CT Findings of Various Cystic Pancreatic Tumors Overlap
Abstract & Commentary
Synopsis: Substantial overlap exists in the CT findings of benign and malignant cystic pancreatic neoplasms, so differential diagnosis requires a cautious approach.
Source: Curry CA, et al. CT of primary cystic pancreatic neoplasms: Can CT be used for patient triage and treatment? AJR Am J Roentgenol 2000;175:99-103.
Although pseudocysts are the most common cystic lesions of the pancreas, other cystic lesions also are encountered occasionally at CT, including simple cysts, serous (microcystic) neoplasms, and mucinous (macrocystic) neoplasms. Serous pancreatic neoplasms are cystadenomas without malignant potential, whereas mucinous pancreatic neoplasms can be cystadenomas that have a definite potential to become malignant, or they can be frankly malignant cystadenocarcinomas. Serous pancreatic neoplasms can be managed by periodic imaging follow-up (to assess for lesion stability), but mucinous pancreatic neoplasms should be surgically excised.
Curry and colleagues tested the ability of three radiologists to retrospectively distinguish serous from mucinous primary cystic pancreatic neoplasms at CT in 50 patients. They found that the reviewers could correctly diagnose serous neoplasms in only 23-41% of cases. Serious errors occurred; for example, eight mucinous tumors were categorized as benign serous tumors by two of the three radiologists. Using a consensus between at least two of the radiologists, all of the mucinous tumors were correctly categorized as either mucinous or indeterminate. Multivariate logistic regression analysis revealed that a tumor whose largest cyst was smaller than 2 cm had a statistically significant likelihood of being a serous tumor. Peripheral calcifications were seen only in mucinous tumors. Curry et al concluded that CT is not an accurate technique for distinguishing between serous and mucinous cystic neoplasms of the pancreas, and thus the findings at CT must be interpreted cautiously to appropriately guide patient triage and treatment.

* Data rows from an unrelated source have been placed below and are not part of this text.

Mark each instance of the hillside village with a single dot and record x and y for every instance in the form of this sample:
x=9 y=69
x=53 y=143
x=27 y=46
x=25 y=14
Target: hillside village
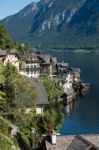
x=32 y=88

COMMENT BY DAVID M. PANICEK, MD
Cystic lesions of the pancreas are commonly found at CT in patients with current or previous pancreatitis, and occasionally as incidental findings in patients being scanned for indications unrelated to the pancreas. The nature of many cystic pancreatic lesions can be deduced from the combination of clinical, laboratory, and radiologic findings. However, particularly in the case of the cystic pancreatic lesion incidentally discovered on CT, the exact diagnosis may remain elusive. Some serous cystadenomas of the pancreas exhibit classic radiologic features, with all cysts measuring smaller than 2 cm and some coarse calcifications occurring in the center of the tumor; similarly, some typical mucinous pancreatic neoplasms consist of large cysts containing mural nodules, with calcifications in the periphery of the tumor. However, as Curry et al illustrated, a serous cystadenoma can manifest as a large unilocular cyst (9 cm in diameter in the case illustrated in their figure 5), and a mucinous cystadenoma can be quite small (1.8 cm in diameter in the case illustrated in their figure 6). And, as Curry et al note, other types of pancreatic lesions (including pseudocysts) that could mimic cystic pancreatic neoplasms at CT were not included in their study, further emphasizing the difficulties one can anticipate when evaluating cystic pancreatic lesions.
The existence of such overlap mandates that the radiologist use considerable caution in formulating an appropriate differential diagnosis of a primary cystic pancreatic lesion, with particular attention to specifying the need for further evaluation. Careful integration of clinical, laboratory, and radiologic features may allow a specific diagnosis of pancreatic pseudocysts, cysts, and some serous cystadenomas with a high degree of certainty; in such cases, periodic follow-up imaging to assess for stability of the lesion should be recommended. For cystic pancreatic lesions that exhibit any atypical features for these particular diagnoses, or that show features typical of mucinous cystadenoma or cystadenocarcinoma, surgical biopsy and/or excision are indicated.